In theory, this principle seems quite straightforward. However the rose colored glasses are shattered when it is revealed that the gages, just as the features they intend to assess, are imperfect. Thus the gages themselves must then have tolerances. This tolerance, known as a gagemaker’s tolerance, is typically around 10% of the feature tolerance. The 10% is then split evenly among the Go/NoGo gages. For example, on a 2.000+/-.005 dimension, the gagemaker tolerance would be .001, and the tolerance for each the Go and NoGo gage would be .0005.
The only remaining question is the bias of the tolerance. The typical bias selected is the most conservative; i.e. it is more conservative to risk rejecting good product than to risk accepting bad product. This will result in the Go gage tolerance range being just within the feature tolerance range, and the NoGo gage tolerance range being just outside the feature tolerance range.
So just as your product has a yield, the gages themselves will also have a yield expressed as False Rejections/Total Rejections. Obviously if the gage is your only way to assess the feature, you will never identify any False Rejections, so a 3rd party measurement some orders of magnitude more accurate than the gage would be needed to make this determination.
Problem Statement
Gages are typically designed/selected based on this 10% rule. I haven’t really found any background on where this originated, or if there is any statistical theory justifying it. From what I have found, it is more of an empirical finding that the 10% rule maximizes yield while keeping gage costs manageable.
What I am interested in is the statistical theory behind this gaging process. In other words, is it possible to analytically calculate the probability of these False Rejections? If this were possible, one could better justify their gage design/selection, or possibly improve yield or reduce gage costs for a given application with knowledge about the distribution(s).
Assumptions
For this analysis, I have made the following assumptions.

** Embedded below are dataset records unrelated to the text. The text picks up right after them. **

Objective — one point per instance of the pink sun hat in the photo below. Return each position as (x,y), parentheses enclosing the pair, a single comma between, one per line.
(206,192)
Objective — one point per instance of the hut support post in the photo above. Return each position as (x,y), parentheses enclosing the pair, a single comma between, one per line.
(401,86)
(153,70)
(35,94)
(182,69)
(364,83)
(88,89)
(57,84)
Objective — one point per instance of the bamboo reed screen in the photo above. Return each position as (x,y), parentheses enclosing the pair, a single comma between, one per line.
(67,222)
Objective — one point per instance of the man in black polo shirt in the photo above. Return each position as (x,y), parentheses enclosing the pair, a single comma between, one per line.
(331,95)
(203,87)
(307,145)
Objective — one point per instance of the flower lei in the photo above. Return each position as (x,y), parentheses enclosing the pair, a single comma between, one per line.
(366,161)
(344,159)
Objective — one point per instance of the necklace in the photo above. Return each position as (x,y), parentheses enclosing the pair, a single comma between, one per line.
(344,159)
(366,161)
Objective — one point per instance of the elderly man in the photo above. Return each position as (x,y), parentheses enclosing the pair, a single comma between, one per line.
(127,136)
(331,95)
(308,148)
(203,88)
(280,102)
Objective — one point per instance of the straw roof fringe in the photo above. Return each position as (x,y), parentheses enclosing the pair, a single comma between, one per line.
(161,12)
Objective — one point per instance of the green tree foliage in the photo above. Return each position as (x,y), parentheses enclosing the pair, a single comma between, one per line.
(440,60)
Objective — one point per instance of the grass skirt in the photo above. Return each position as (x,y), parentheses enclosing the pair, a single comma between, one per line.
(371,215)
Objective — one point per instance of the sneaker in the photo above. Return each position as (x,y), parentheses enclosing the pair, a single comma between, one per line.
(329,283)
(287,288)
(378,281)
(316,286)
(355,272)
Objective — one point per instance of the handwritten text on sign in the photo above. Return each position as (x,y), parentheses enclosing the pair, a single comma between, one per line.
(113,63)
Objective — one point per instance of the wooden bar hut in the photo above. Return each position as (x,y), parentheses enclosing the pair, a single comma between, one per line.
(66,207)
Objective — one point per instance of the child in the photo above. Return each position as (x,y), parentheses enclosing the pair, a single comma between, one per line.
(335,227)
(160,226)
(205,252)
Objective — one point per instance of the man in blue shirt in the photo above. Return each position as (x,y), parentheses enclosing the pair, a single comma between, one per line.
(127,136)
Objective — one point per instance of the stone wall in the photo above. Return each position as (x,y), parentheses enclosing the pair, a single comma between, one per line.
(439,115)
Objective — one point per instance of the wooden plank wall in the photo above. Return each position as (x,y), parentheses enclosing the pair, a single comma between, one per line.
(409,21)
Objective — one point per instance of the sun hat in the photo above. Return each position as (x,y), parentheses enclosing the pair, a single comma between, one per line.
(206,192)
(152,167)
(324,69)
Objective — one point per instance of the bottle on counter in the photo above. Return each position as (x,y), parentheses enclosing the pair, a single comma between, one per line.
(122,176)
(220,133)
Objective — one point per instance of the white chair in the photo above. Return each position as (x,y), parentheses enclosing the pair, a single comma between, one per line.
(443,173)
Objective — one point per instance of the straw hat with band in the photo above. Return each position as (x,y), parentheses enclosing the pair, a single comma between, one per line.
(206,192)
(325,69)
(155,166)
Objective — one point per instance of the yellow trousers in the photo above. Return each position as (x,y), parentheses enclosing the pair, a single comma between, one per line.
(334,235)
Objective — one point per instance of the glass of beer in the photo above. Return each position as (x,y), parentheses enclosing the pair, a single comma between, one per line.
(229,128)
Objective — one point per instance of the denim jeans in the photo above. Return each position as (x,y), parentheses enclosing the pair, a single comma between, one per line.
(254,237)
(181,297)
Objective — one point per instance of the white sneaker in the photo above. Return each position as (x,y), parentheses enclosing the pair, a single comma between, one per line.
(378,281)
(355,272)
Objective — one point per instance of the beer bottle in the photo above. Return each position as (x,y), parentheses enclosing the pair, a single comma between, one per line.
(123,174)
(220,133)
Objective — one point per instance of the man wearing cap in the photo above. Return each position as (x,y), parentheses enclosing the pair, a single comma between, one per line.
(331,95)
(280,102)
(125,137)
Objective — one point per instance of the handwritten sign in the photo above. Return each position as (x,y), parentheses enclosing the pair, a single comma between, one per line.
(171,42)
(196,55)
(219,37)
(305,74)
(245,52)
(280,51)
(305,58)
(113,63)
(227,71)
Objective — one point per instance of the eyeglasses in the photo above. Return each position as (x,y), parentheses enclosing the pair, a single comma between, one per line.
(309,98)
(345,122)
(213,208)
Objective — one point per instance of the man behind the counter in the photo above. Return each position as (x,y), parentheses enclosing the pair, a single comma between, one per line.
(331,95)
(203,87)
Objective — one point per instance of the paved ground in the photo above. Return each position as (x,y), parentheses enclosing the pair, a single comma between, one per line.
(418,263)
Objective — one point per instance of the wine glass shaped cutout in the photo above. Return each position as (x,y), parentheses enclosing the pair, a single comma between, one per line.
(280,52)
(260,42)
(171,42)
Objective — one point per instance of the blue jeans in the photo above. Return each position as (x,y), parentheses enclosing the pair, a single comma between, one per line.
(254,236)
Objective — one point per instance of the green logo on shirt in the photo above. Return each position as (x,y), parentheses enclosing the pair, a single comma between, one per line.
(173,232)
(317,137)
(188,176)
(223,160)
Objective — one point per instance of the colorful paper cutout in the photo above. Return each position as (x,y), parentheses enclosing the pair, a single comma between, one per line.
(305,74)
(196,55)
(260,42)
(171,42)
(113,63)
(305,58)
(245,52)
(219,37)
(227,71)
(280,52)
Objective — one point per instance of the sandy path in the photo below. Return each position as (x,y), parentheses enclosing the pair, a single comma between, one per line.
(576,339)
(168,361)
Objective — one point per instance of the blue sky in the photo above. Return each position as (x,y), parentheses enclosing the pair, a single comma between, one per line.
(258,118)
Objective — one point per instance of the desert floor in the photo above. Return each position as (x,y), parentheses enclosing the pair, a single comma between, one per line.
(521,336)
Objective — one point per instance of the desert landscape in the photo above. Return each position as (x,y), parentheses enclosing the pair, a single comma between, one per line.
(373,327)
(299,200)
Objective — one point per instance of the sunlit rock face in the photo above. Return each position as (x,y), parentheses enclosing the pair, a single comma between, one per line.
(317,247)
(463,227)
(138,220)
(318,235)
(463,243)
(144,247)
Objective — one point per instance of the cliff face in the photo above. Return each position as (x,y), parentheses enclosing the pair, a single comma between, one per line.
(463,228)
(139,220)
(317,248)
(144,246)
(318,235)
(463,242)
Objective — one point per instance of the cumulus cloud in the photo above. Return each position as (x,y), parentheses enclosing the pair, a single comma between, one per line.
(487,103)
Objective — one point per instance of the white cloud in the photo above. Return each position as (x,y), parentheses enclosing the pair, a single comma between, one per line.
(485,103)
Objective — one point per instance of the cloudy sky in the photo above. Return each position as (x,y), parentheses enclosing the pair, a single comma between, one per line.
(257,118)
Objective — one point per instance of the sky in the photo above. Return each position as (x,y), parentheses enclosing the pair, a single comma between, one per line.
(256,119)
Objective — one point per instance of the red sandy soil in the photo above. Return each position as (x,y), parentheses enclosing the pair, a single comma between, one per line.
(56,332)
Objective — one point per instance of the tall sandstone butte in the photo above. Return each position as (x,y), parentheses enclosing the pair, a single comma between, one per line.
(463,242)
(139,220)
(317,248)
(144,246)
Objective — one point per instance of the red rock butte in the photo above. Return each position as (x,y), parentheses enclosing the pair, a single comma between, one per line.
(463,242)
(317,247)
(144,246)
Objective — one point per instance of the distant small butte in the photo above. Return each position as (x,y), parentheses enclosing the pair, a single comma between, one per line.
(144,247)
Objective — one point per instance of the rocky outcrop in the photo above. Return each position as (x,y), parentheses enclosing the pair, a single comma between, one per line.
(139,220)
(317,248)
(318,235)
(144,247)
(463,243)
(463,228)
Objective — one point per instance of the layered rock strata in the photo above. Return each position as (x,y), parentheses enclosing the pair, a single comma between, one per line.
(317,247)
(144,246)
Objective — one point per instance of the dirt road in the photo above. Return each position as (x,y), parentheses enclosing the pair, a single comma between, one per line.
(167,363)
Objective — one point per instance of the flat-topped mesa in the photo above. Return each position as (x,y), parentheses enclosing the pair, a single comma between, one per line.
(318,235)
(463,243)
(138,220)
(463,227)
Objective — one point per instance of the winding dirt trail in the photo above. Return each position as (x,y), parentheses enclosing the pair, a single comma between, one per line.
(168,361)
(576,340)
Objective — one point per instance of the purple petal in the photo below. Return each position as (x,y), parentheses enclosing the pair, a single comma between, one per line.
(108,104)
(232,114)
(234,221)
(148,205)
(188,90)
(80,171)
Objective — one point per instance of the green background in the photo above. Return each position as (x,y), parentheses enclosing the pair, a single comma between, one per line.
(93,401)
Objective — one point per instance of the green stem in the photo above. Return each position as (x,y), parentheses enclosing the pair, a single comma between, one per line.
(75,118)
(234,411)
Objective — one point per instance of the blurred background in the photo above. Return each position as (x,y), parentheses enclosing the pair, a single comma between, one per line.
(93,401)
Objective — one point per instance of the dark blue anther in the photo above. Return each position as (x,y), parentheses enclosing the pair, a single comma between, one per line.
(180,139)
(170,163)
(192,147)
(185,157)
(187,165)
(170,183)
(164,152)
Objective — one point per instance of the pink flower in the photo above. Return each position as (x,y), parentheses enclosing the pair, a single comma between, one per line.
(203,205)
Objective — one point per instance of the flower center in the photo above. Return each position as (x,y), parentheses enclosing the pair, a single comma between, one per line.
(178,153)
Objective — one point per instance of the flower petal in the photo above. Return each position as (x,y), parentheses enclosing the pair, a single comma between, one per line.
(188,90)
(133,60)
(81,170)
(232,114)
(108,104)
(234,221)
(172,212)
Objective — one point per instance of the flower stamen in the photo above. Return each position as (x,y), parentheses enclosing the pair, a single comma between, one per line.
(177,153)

All random variables are normally distributed.
The means of the gages’ random variables are at the center of their respective tolerance ranges.
All gages are made with 6Sigma manufacturing processes.
Analysis
Let A be a random variable describing the dimension of the feature. Let G be a random variable describing the dimension of the Go gage. Let N be a random variable describing the dimension of the NoGo gage.
For an internal feature, the Go gage passes when it fits inside the feature, i.e. A>G. The NoGo gage passes when it does not fit inside the feature, i.e. A<N. Thus we obtain the following:
P(Pass_Go) = P(A>G)
P(Pass_NoGo) = P(A<N)
The probability P(A>G) may be obtained by double integrating the joint PDF, F_AG(a,g). Because the feature dimension and the gage dimension are independent, the joint PDF may be expressed as the product of the individual PDFs.
F_AG(a,g) = F_A(a) * F_G(g)
Next we must double integrate this expression. Before integrating, we must understand the space we are integrating in. This joint PDF occupies (a,g) space. Each point on the (a,g) plane represents a combination of the dimension of the feature (a) and the dimension of the gage (g). We are only interested in the case where a>g, and both a>0 and g>0. If a is taken to be the horizontal axis and g the vertical axis, this corresponds to the area under the curve a = g (Fig. 1).